More broadly, 55 per cent of all attacks were application-specific or web-application attacks, according to Thomas.
He warned that the majority of organisations use applications “as their front door”, proving an easy pathway for attackers to reach sensitive data stores.
“This is where both client, personnel, or financial data is held or can be accessed. This is what adversaries are after.”
Thomas said he had also observed the targeting of IoT devices and routers, specifically Netis/Netcore in Australia. He frets that users are failing to change default configurations and applying firmware updates, leaving systems exposed.
Based on NTT’s findings, the Australian public sector nevertheless outperformed peers in other regions, Thomas observed, acknowledging that, overall, “government agencies demonstrate a higher degree of security preparedness and cyber resiliency”.
While stressing that “deficiencies between current and desired security maturity” remain, he said the “gap is tightening”.
Nevertheless, Thomas said cyber preparedness did not make the public sector immune from cyber threats, especially as they become more narrowly focused and sophisticated.
“New applications and infrastructure continue to be deployed through digital transformation initiatives – a welcomed innovation. [However], this can open government to new risks or vulnerabilities that opportunistic adversaries are always looking to exploit.”
A 19 per cent increase in denial of service activity within the region reveals these growing vulnerabilities.
“Suffice it to say, constant vigilance is a necessity in uncertain times.”
The threat landscape will evolve as adversaries innovate their tactics and techniques, Thomas noted.
He thus urged governments “to continue investing in cybersecurity to match adversary’s innovation”.

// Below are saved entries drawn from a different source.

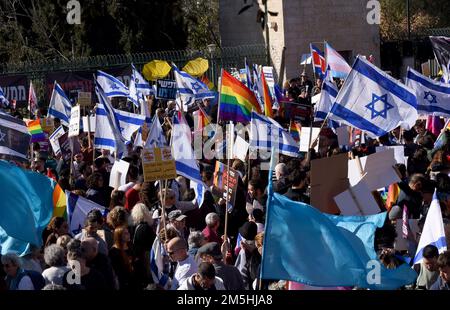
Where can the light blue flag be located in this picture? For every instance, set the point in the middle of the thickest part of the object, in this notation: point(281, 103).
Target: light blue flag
point(433, 98)
point(60, 106)
point(189, 89)
point(266, 133)
point(373, 101)
point(112, 86)
point(26, 207)
point(325, 250)
point(3, 101)
point(185, 161)
point(107, 127)
point(156, 135)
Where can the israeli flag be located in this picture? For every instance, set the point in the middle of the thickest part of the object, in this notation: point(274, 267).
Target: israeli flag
point(373, 101)
point(3, 101)
point(190, 89)
point(266, 133)
point(139, 87)
point(112, 86)
point(156, 135)
point(107, 126)
point(60, 106)
point(433, 231)
point(432, 97)
point(128, 122)
point(339, 68)
point(77, 209)
point(185, 161)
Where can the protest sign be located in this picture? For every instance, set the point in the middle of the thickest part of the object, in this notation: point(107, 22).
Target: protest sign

Australian governments, in particular, need to focus their efforts towards implementing The Essential Eight mitigation strategies and continuously monitoring the threat environment, he said.
Securing the foundation was all about getting the basics right, he added.
“This involves visibility of assets that need to be protected, designing controls around those assets, and reducing exposure by effectively implementing risk-based vulnerability remediation,[or] patching.
“We know adversaries continue to target old vulnerabilities.”
Exploiting vulnerabilities during Covid-19
Worldwide, cyber-attack methods are evolving rapidly whilst attack volumes are escalating daily, the NTT report warned. Among the most popular vector of attack today, particularly as people seek support services in the midst of the pandemic, are spoof websites that pose as official information sources whilst directing users to click on malware-compromised files.
More than 2,000 attacks were attributed to these spoof sites each day, according to NTT.
Throughout the Covid-19 crisis, governments worldwide have been deploying all available resources to contain the pandemic, the report said, leaving fewer resources for cyber contingencies.
“Unfortunately, there will be those who’ll try to take advantage of the crisis for nefarious purposes. Cybercriminals are among this group.
“With large numbers of employees and students working from home, businesses are facing an increasing risk of becoming victims of cybercrime.”
Since the escalation of the Covid crisis in January, cyber intelligence researchers have noticed a considerable uptick in malware campaigns with both financial and data-stealing motive, with banking trojans Emotet and Trickbot, malware kits Lokibot or Kpot, the “Coronavirus Installer”, and trojan Zeus Sphinx being widely detected across the globe. Various DNS spoofing attacks, which hijack router DNS settings via weak or default admin passwords, have also been revealed.